DN24-02 as Adjuvant Therapy in Subjects With High Risk HER2+ Urothelial Carcinoma
- Conditions
- Urothelial Carcinoma
- Interventions
- Biological: DN24-02Other: Standard of Care
- Registration Number
- NCT01353222
- Lead Sponsor
- Dendreon
- Brief Summary
This study was conducted to examine survival, disease-free survival, safety, and the magnitude of the immune response induced following administration of DN24-02 in subjects with HER2+ urothelial carcinoma.
- Detailed Description
Multicenter, open-label, Phase 2 study. Subjects were randomized to either the investigational product, DN24-02, or to standard of care. Subjects randomized to the experimental arm received DN24-02 at 2-week intervals, for a total of 3 infusions. The study evaluated survival, disease-free survival, safety and the magnitude of the immune response between these 2 subject groups.
Recruitment & Eligibility
- Status
- TERMINATED
- Sex
- All
- Target Recruitment
- 142
- Histopathologic evidence of urothelial carcinoma, based on local pathology report.

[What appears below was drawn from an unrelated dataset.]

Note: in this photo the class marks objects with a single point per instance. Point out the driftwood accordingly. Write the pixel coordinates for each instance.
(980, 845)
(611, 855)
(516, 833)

- High risk urothelial carcinoma, in subjects with or without prior neoadjuvant chemotherapy, defined as positive lymph node status (N+), or pathological stage ≥ pathological tumor (pT2) in patients who either have negative lymph node status (N0) or have no evaluable lymph nodes (Nx).
- Radical surgical resection was performed ≤ 84 days (12 weeks) prior to registration.

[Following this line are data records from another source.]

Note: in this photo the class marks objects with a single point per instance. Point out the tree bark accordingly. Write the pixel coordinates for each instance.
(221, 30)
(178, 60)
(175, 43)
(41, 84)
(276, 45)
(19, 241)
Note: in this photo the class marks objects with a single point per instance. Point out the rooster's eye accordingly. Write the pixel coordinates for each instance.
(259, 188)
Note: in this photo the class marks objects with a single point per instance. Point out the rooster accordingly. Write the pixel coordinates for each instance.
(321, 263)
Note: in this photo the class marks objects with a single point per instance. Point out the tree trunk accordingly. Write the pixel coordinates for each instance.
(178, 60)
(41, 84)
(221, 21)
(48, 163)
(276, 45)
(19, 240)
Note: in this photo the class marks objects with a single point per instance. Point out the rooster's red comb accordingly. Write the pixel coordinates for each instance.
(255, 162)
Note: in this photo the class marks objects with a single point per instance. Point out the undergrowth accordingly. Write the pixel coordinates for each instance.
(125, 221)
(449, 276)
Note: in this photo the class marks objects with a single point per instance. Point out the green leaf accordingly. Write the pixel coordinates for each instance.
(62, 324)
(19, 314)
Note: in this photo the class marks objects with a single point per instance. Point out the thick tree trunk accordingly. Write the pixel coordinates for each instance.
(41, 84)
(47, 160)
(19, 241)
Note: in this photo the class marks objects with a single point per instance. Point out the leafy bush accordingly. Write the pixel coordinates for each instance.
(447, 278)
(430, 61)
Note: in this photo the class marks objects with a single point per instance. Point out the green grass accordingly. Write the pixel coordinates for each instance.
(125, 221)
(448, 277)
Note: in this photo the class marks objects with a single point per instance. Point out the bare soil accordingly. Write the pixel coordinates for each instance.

- No evidence of residual disease or metastasis following surgical resection which includes: absence of invasive cancer at the margins in the surgical specimens and confirmation by CT scan of chest, abdomen and pelvis obtained at least 28 days following surgical resection and ≤ 28 days prior to registration.
- HER2/neu tissue expression ≥ 1+ by immunohistochemistry (IHC). Available biopsy specimens from the primary tumor and involved lymph nodes are be submitted to the central pathology laboratory prior to registration for confirmation of HER2/neu tissue expression.
- Last neoadjuvant chemotherapy treatment administered at least 60 days prior to registration.
- Left ventricular ejection fraction ≥ 50% on multigated acquisition (MUGA) scan or echocardiogram obtained at least 28 days following surgery and ≤ 28 days prior to registration.
- Women of child-bearing potential have a negative serum pregnancy test result ≤ 28 days prior to registration and agree not to breastfeed during investigational treatment with DN24-02 and for 28 days following the final infusion of DN24-02.
- All males and premenopausal females who have not been surgically sterilized have agreed to practice a method of birth control considered by the Investigator to be effective and medically acceptable for at least 14 days prior to registration, throughout treatment, and for 28 days following the final infusion of DN24-02.
- Adequate hematologic, renal, and liver function.
- Eastern Cooperative Oncology Group (ECOG) performance status ≤ 2.
- A history of stage III or greater non-urothelial cancer. Exceptions include: Subject with basal or squamous cell skin cancers that has been adequately treated who are disease-free at the time of registration. Subjects who have been disease-free and off treatment for ≥ 10 years at the time of registration.
- A history of stage I or II non-urothelial cancer. Exceptions include: Subjects who have been disease-free and off treatment for ≥ 3 years at the time of registration. Subjects with incidental prostate cancer diagnosed at the time of cystoprostatectomy. Subjects with basal or squamous cell skin cancer.
- Partial cystectomy in the setting of bladder cancer primary tumor.
- Partial nephrectomy in the setting of renal pelvis primary tumor.
- Adjuvant systemic therapy for urothelial or prostatic carcinoma following surgical resection.
- Adjuvant radiation therapy for urothelial or prostatic carcinoma following surgical resection.
- Incidental prostate cancer with detectable post-operative (radical cystoprostatectomy) prostate specific antigen (PSA) levels ≤ 28 days prior to registration.
- Any major surgery (e.g., surgery requiring general anesthesia) ≤ 28 days prior to registration.
- Systemic treatment on any investigational clinical trial ≤ 28 days prior to registration.
- Systemic glucocorticoid or immunosuppressive therapy use ≤ 28 days prior to registration.
- Any infection requiring parenteral antibiotic therapy or causing fever (i.e., temperature > 100.5°F or > 38.1°C) ≤ 7 days prior to registration.
- A history of allergic reactions attributed to compounds of similar chemical or biologic composition to DN24-02 or Granulocyte-macrophage colony-stimulating factor (GM-CSF).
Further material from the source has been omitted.